Redaktion: Bleibt denn nicht irgendwann automatisch das übrig, was gut ist?

Marco Goecke: Darüber habe ich mit Jiří Kylián viel gesprochen, der sich so langsam jetzt, wo er älter wird, mit seinen frühen Stücken anfreundet. Das ist für uns immer ein ganz großer Konflikt. Ich schau mir die meisten Sachen von mir ja nie wieder an. Ich habe neulich zu den Tänzern gesagt: noch gehört das Stück mir, weil ich immer noch auf der Bühne rumspringe. Irgendwann entfernt sich das einfach und das ist dann ein Abschied. Schauen Sie John Neumeier an: wahnsinnig, was der sich für ein Imperium aufgebaut hat. Ob ich so clever bin? Ich antworte mit Ingeborg Bachmann: „Sollen die anderen. Mein Teil, es soll verloren gehen“.

Ich glaube, je mehr man hat, desto schlimmer wird das alles. Mir ist das unangenehm, ich lebe gern von der Hand in den Mund. Ins Theater, was machen, nach Hause, verbeugen, fertig. Ich fand das auch an Pina Bausch immer so toll, die hatte ihr Leben lang kein Büro. Aber sie hat ja sämtliche Preise bekommen, und mit was für Menschen sie befreundet war, angefangen beim Dalai Lama. Trotzdem war da so eine Bodenständigkeit, so ein bittere Armut der Künstlerin.

Redaktion: Fast sämtliche Kritiker feiern Sie enthusiastisch. Nur das Publikum ist manchmal noch zögerlich oder buht sogar, wie in den Stuttgarter „Alben“. Tut das weh, oder ist es normal, dass es manchen Leuten einfach nicht gefällt?

Marco Goecke: Ja, das ist schon normal. Das Wichtigste für mich ist, dass es mir gefällt. Das war früher vielleicht auch anders. Buh heißt ja nicht, dass es schlecht ist, sondern dass die Leute sich ärgern. Natürlich möchten wir auch geliebt werden und Applaus bekommen. Ich habe hier in „Orlando“ Szenen auf Spitze und im Tutu, klar will ich auch was fürs Publikum tun. Das ist sozusagen mein Geschenk an die große Ballettstadt.

Redaktion: Warum die Wahl, einen Mann für die Mann/Frau-Rolle des Orlando zu nehmen? Sally Potter hatte im Film ja eine Frau als Hauptdarsteller für beide Geschlechter.

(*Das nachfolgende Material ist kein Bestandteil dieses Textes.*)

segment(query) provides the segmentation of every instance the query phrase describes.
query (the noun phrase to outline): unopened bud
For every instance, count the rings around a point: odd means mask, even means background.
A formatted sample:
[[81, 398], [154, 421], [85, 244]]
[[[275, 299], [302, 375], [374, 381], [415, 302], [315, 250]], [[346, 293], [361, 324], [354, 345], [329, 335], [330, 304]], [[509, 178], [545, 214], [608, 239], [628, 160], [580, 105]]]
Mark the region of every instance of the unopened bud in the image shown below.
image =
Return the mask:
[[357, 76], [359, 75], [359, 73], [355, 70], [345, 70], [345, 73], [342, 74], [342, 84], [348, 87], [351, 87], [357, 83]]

Marco Goecke: Ich bin ja choreografisch den Männern ohnehin näher als den Frauen. Ich habe nicht mit so vielen Frauen gearbeitet, die mich stark beeindruckt haben, wie das bei Männern der Fall ist, weil eben eine gewisse Kraft und die Muskulatur mich da mehr ansprechen. Frauen, auch gerade klassisch trainierte Frauen, sind da manchmal schon sehr lahm, zu weich, um diese winzigen Details zu schnappen. Ich habe ja auch nicht diese klassische Rollenverteilung, dass die eine das zarte Wesen ist und der andere der Starke, der heben muss. Die Frau ist bei mir gleichberechtigt, dementsprechend muss sie sich auch mutig bewegen. Natürlich hab ich da keine Probleme mit einer Katja Wünsche. Oder Bernice Coppieters, für die ich in Monaco ein Solo gemacht habe, das ist auch eine unglaubliche Tänzerin.

Redaktion: Wie ist denn Friedemann Vogel zu der Hauptrolle gekommen, er hat ja bisher eigentlich kaum in Ihren Balletten getanzt?

Marco Goecke: Wir hatten ja dieses Solo gemacht für Reid Andersons Geburtstagsgala, und er hat ihn mir dann empfohlen. Dann war ich erst bleich und dachte, Anderson will einen Star haben, weil ich nicht Star genug bin, um so einen Abend zu füllen. Ich hab da auch so meine Tiefs … Aber das war schon eine gewisse Weitsicht von ihm, weil Friedemann jemand ist, der einen Abend füllen und ein Handlungsballett tragen kann. Der beherrscht das ja einfach, das kostet ihn nichts, bei der Technik - das ist dann einfach die blanke Schönheit. Aber ich möchte gerne daran rütteln, was in ihm ist, manchmal wünsche ich mir was Düsteres oder was Zweifelndes. Ja, das ist ein spannender Typ, ein sehr intelligenter Junge. Wir haben sehr viel Spaß und es war eine ganz tolle Arbeit.

Wie immer „Orlando“ auch ausgeht: was wir in den letzten drei Monaten erreicht haben, ist schon eine ganze Menge, und wir sind sehr stolz darauf, diesen Weg gegangen zu sein.

Redaktion: Der Roman ist ja an vielen Stellen auch ironisch und satirisch. Sieht man das auf der Bühne?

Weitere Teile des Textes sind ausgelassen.